Still , mistakes happen and nurses are human. One case comes to mind, and that's a patient that had a potassium level of 3.9 and scheduled kayexalate. the nurse prior to me gave the kayexalate and only because I was paying a lot of attention (It was crazy night) , I held it. I shudder to think what would have happened if a new or hasty nurse had got that patient that night. I know a code would have been inevitable at the least.

Specializes in ICU.
Reversal agents should never be used as a way to reverse over medication rather appropriate and safe opiate dosing.

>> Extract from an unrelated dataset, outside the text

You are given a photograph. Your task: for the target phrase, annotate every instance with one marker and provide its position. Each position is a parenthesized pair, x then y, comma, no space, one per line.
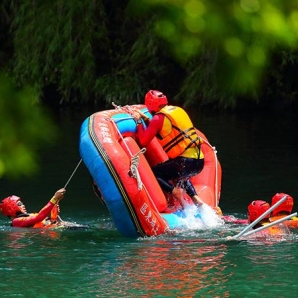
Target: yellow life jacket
(178,136)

Sure, safe and appropriate dosing is strived for, but then what do you suggest in the event that the pt ends up being extremely sensitive to a medication and is hypotensive and bradycardic with snoring respirations, unable to wake up??

Specializes in Critical Care.
Reversal agents should never be used as a way to reverse over medication rather appropriate and safe opiate dosing.

The problem is there is no "safe dose" that works for every patient, there's not even a general range. The dose required for both therapeutic effectiveness and safety doesn't just vary a little from one patient to another, but varies exponentially.

A I agree that part of the problem is aggressive pain control, but the American Society of Pain Management Nursing is one of the leading advocates of aggressive pain control, so it's not just the JC's fault.

Specializes in retired LTC.

And the totally incredulous thing is that as soon as I wake up the LTC pt (the one with the meds to snow a horse), the first words out of his mouth is, "can I have my pain med?"!!!!!!!!!!!!!!!!!

The trouble is these LTC pts usually take these heavy meds at home. And they want to continue when they get admitted to us. This is esp true of the short-term rehab pts coming from the hosp. Nothing much to do for the younger rehab pt in the NH except to sleep and the meds provide the oblivion. And the permanent NH residents just want to sleep also.

The risk for over sedation is VERY REAL for our LTC pts, and it does occur even with our best endeavors to monitor & prevent it. You guys in the hosp have all the IV meds (with drips & pushes) so I don't envy you .

That's why our usual first care-planned entry deals with safety risk, esp for falls!!!

Specializes in Pain, critical care, administration, med.
The problem is there is no "safe dose" that works for every patient there's not even a general range. The dose required for both therapeutic effectiveness and safety doesn't just vary a little from one patient to another, but varies exponentially. A I agree that part of the problem is aggressive pain control, but the American Society of Pain Management Nursing is one of the leading advocates of aggressive pain control, so it's not just the JC's fault.[/quote']

ASPMN advocates good pain management. This includes the use of adjuvants, opioids, non pharmacological therapies and with that appropriate monitoring. It doesn't support snowing of patients.

Specializes in Trauma Surgical ICU.

Something similar happened to me a few years back in the ICU. Pt continues to c/o pain so I medicate.. She was "sleepy" but woke and answered questions etc.. By morning she wouldn't/couldn't wake. Last meds were given over 2 hours ago. We had to narcan her and when her am labs came back, she had a creatinine of almost 4..

Sounds like something more was going on with your pt also.. Don't beat yourself up too much, these things do happen.